Ao is an outer main belt asteroid in a heliocentric orbit with a semi-major axis of about 3.2 AU in a relatively circular orbit with an eccentricity of 0.09 and an inclination of about 9 degrees. It orbits the Sun every 5.8 years.

==Discovery and naming==

Animation of the blinking images of asteroid 697402 Ao.

The first observation of Ao was on 25 March 2006 by Mt. Lemmon Survey. The asteroid was also observed and reported in later years. It was only in late 2016 and 2017 that it was observed for multiple nights in a single opposition, which is how the Minor Planet Center determines the discovery opposition. These observations made using the Subaru Telescope were not reported until February 2024, through the web-based citizen science project Come On! Impacting ASteroids (COIAS). Between 2017 and 2024, other observations were also made, none of which provided multiple-night observations in a single opposition. Multiple astrometric measurement reports through the COIAS project belonging to observations dated 2017 therefore became the earliest reports of multiple-night observations of the asteroid within a single opposition, determining the discovery observations. The asteroid was located in these images by using a digital blinking and moving object detection method.
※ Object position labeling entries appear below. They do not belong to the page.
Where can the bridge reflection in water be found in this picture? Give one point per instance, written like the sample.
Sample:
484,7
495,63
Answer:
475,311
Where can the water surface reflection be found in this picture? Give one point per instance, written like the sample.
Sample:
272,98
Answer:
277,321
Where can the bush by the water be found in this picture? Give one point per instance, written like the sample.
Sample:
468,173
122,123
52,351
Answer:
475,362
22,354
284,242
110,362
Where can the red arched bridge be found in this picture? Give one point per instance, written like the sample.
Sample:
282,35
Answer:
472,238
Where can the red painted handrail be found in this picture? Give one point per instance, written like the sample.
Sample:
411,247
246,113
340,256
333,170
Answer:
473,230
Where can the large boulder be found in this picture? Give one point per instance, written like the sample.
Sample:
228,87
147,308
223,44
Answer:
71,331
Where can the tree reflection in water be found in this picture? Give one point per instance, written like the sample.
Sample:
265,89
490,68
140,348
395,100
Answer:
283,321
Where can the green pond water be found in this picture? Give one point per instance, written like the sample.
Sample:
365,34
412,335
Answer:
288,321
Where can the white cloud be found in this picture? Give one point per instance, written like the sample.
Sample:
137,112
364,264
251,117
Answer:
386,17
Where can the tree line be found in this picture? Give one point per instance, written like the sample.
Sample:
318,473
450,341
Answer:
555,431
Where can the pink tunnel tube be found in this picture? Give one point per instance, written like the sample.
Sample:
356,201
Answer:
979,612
After the astrometric measurements belonging to 2017 observations were identified to belong to the same object, a provisional designation was assigned to the object. After its orbital uncertainty parameter dropped to 0, the asteroid was numbered (697402). Discovery credit was assigned to Subaru Telescope and later to the citizen science project COIAS.

The COIAS development team and the citizen scientists who took part in the astrometric measurements of (697402) discussed the name. They decided to name the asteroid after the fictional character Ao Manaka, who appears as a main character in the manga and anime Asteroid in Love created by author Quro. This decision is explained in the naming citation as follows:

Ao Manaka is a character in the comic/animation Asteroid in Love created by Japanese manga artist Quro. Ao and her friends enjoy Earth Science Club activities in their high school with a dream of naming an asteroid "Ao". The work encouraged many readers to study Earth and planetary sciences with its accurate depiction of celestial objects and geology.